Então, de maneira geral, as regras nos ofendem e os costumes nos entediam. "É sempre a mesma coisa", lamenta-se Lucas intimamente. E as explicações ainda são piores. Cedo, Lucas se torna alguém que faz perguntas que ninguém sabe responder. "A culpa é sua", lhe dizem. "O problema está em você perguntar e não em nós não sabermos responder". Assim começa a Inquisição. Feriu-se o dogma, logo é preciso procurar no perguntador incômodo os estigmas, agora chamados de sintomas. Em vez de fogueira, tratamento. É preciso controlar o perguntador incômodo. Então começa: "Lucas é disperso", "Lucas fala demais", "Lucas é insubordinado", "Lucas não gosta de atividades coletivas", "Lucas...." E as frases vão ficando cada vez mais longas... Nada disso: Lucas está só fazendo o que mais gosta. Lucas está pensando.

Só isso. É seu esporte preferido: arremesso de idéias. Achar relações entre os objetos mais díspares possíveis, embriagar-se de hipóteses, especular. Lucas é um produtor de sentidos. Claro, se o mundo não tem sentido, é preciso inventá-los. E Lucas livremente inventa labiríntica variação de improvisos, jam session intelectual que celebra a plasticidade desse mundo livre de sentido prévio. Mas vai dizer isso pra eles...

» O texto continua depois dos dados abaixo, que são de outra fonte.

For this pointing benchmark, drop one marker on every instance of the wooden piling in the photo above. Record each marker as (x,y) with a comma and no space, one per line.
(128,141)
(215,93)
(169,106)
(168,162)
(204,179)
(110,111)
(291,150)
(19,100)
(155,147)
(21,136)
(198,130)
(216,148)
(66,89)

Lucas tem um faro apurado para a burrice. E logo aprende que o argumento da burrice é a autoridade. E a autoridade tem a força. Burrice. Autoridade. Violência. Lucas fareja - precisa aprender a farejar. Senão logo o estarão chamando de imoral ou insensível.
Porque Lucas vive numa época onde a "burrice, autoridade, violência" permite-se o requinte de trocar o nome das coisas. De dar novos nomes a coisas antigas. A hiperatividade agora chama-se distúrbio do índice de atenção ou síndrome do déficit de atenção - e outras variações igualmente burras. Burras porque não se trata, como só Lucas sabe, de "baixa atenção" mas de "hiperatenção". O nome hiperatividade ainda guardava alguma simpatia com os sentimentos de Lucas, mas foi decretado "politicamente incorreto".

Pode ser até que Lucas precise mesmo de algum tipo de atenção especial. Mas eu prefiro acreditar que tratamentos médicos devem ser sempre a última opção. Por hora, é melhor que se tome Lucas pelo que é: singular, como qualquer coisa deste mundo, mas destoante da maioria. Um criador em potencial, enfim. O que não é pouca coisa. Portanto, façam o favor: deixem o Lucas pensar.